Темная сторона полинезийских богов
Если сравнить современную жизнь с жизнью сообщества охотников-собирателей, различия окажутся колоссальными. У нас есть развитая продуктивная экономика, для нашего общества характерны разделение труда, капиталовложения и высокие технологии. Есть и правительство со сложной структурой, авторитет которого опирается на законы, определяющие соблюдение правопорядка и законности. Все это дает возможность людям мирно и продуктивно взаимодействовать даже с теми, с кем они едва знакомы или не знакомы совсем. Система в целом рационализирована; хотя частично опорой ей служит нравственная интуиция, а основой — религиозные чувства («да поможет мне Бог»), мы оправдываем свою политическую, юридическую и экономическую системы с практической точки зрения, пересматривая их на предмет эффективности.
Но к этому рационализму мы пришли далеко не самым рациональным путем.
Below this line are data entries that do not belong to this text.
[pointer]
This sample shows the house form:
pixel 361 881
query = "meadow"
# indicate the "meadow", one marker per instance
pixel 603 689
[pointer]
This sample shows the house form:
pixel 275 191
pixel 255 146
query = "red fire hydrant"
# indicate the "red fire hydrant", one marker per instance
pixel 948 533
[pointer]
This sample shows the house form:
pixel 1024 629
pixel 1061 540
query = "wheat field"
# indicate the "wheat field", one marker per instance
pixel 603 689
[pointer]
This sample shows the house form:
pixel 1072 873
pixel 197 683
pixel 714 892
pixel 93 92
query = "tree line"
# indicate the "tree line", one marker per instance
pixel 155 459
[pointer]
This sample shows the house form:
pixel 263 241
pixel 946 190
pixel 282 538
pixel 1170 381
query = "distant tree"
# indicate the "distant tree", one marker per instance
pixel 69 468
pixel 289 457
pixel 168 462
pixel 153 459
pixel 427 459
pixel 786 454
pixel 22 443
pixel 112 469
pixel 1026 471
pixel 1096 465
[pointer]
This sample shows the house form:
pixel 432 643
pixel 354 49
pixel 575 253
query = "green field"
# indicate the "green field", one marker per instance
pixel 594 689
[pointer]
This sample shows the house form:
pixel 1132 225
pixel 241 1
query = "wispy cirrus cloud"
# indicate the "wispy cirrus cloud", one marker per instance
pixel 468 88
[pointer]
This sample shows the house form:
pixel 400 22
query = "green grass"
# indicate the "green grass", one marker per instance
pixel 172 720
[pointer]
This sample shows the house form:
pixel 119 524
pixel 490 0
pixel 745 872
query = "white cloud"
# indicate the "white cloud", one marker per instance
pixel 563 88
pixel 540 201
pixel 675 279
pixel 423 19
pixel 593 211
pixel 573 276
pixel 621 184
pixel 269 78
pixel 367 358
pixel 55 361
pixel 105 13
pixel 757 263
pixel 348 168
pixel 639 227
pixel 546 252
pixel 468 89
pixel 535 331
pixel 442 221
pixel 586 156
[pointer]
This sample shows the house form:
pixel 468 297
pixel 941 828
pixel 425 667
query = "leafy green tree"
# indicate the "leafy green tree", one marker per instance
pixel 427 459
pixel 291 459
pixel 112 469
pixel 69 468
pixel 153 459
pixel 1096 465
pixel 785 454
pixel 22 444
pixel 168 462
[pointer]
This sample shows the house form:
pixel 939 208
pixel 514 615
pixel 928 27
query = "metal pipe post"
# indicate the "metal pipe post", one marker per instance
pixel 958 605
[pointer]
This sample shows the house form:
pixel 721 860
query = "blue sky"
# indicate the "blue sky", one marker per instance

Когда социальное устройство сделало первый значительный шаг по дороге к современному миру, когда сообщества охотников-собирателей развились до уровня земледельческих вождеств, они во многом полагались на богов. Не во всех известных науке вождествах религия была такой же вездесущей, как в полинезийских, но по сравнению с современным обществом вождества в целом были пропитаны ею насквозь. В вождествах боги были хранителями политической силы и надзирателями за экономической деятельностью, они поддерживали соблюдение социальных норм, благодаря которым удавалось сосуществовать небывало большому количеству людей. Эта скученность, высокая концентрация мозгов и самолюбий, внесли свой вклад в эффект творческой синергии, ускорили темпы технических и социальных изменений, с силой подтолкнули общество к его нынешней форме. Какого бы мнения вы ни были о мире, в котором оказались, благодарите за него божества вождеств.
Но насколько благодарными следовало быть полинезийцам? Была ли их социальная система справедливой? Была ли религия, поддерживающая ее, предназначена для общественного блага? Или боги оставались лишь орудием угнетения, навязанным правящим классом, который не желал расставаться с привычным образом жизни?
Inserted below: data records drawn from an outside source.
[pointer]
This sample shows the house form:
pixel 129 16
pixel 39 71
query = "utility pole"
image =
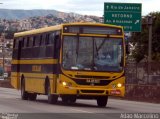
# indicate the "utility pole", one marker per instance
pixel 149 22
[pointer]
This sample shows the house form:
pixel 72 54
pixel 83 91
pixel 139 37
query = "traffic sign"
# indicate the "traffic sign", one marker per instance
pixel 127 15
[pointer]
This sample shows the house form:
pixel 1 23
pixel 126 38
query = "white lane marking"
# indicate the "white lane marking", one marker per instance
pixel 81 111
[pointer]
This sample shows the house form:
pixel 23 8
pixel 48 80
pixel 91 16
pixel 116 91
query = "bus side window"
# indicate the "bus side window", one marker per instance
pixel 34 40
pixel 27 42
pixel 31 42
pixel 16 43
pixel 23 42
pixel 51 38
pixel 43 39
pixel 40 40
pixel 47 39
pixel 37 40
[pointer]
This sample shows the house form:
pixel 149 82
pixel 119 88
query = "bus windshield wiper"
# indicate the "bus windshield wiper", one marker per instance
pixel 77 47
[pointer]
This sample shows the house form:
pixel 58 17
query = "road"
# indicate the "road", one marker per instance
pixel 10 102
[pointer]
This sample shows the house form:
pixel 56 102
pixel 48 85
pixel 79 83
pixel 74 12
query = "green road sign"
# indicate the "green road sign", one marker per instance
pixel 127 15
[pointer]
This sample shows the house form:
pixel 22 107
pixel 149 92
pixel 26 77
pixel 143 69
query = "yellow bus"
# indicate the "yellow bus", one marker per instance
pixel 71 61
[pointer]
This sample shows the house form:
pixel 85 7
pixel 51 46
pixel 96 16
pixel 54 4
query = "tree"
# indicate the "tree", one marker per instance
pixel 140 40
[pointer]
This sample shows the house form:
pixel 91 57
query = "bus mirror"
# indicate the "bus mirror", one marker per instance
pixel 127 49
pixel 57 41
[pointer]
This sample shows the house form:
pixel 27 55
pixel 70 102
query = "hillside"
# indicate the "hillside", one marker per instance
pixel 23 14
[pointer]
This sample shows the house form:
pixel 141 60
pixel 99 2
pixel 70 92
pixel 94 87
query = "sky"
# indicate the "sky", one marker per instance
pixel 85 7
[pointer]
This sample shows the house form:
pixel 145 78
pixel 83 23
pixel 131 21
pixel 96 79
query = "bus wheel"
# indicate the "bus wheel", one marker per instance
pixel 32 96
pixel 52 99
pixel 102 101
pixel 65 99
pixel 24 94
pixel 72 99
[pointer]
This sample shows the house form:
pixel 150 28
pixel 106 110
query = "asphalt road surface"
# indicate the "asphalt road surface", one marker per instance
pixel 10 102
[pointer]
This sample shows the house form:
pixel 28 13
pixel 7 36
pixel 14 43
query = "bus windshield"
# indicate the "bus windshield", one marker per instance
pixel 92 53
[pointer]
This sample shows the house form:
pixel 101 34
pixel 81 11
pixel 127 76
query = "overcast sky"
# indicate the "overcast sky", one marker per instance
pixel 88 7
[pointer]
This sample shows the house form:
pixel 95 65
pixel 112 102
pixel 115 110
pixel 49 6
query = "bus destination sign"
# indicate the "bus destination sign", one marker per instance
pixel 127 15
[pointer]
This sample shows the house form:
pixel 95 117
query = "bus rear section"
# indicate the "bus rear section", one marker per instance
pixel 92 63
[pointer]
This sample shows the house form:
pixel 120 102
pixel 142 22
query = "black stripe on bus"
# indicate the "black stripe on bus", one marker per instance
pixel 32 68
В Полинезии найдены свидетельства в пользу последней точки зрения. Например, у вождей было много жен, как и подобало полубогам. В целом правящий класс не испытывал недостатка в пище. На Гавайях драгоценные источники протеина — свинина, курятина, рыба — попадали в основном на стол элиты, в то время как овощи были доступны гораздо более широким кругам[168]. На островах Общества простолюдины не имели права входить на территорию храма, место обильных жертвоприношений богам, а жрецы могли и частично съедали пищу, принесенную богам, — точнее, съедали ее материальную составляющую. Прибыль полинезийским жрецам также приносили чтимые шаманские обряды и служения, приобщение к сверхъестественному за определенную мзду. Работой жрецов, в частности, было исцеление от болезней путем определения провинностей, которыми они вызваны[169]. Один методистский миссионер XIX века описывал вхождение жреца на Самоа в «диагностический транс»: для этого жрец усердно зевал и кашлял, затем перешел к судорогам и конвульсиям, пока наконец бог не вселился в него и не прописал оздоровительное искупление, то есть «принесение даров жрецу»[170].
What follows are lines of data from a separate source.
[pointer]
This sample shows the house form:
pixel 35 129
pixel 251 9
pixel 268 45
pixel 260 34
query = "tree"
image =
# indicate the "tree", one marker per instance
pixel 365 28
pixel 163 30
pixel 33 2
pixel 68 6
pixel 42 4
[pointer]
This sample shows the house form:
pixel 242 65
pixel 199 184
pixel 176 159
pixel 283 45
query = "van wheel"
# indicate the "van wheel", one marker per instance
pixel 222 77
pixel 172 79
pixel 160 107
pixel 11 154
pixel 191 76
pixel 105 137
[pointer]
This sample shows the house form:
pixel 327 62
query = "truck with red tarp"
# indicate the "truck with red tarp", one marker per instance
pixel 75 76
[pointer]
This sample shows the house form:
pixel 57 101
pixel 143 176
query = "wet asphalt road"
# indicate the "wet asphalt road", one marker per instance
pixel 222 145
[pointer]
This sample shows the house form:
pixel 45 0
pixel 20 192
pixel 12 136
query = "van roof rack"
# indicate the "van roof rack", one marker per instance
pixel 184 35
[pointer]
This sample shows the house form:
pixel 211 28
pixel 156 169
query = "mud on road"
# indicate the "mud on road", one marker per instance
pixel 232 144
Представители элиты не знали отказа в медицинском обслуживании. Когда на островах Тонга заболевал простолюдин, жрецы могли прописать скромное исцеляющее жертвоприношение: отрезание фаланги пальца родственнику больного, стоящему на более низкой ступени иерархической лестницы. Но если хворал вождь, порой единственным лекарством признавалось удушение ребенка[171].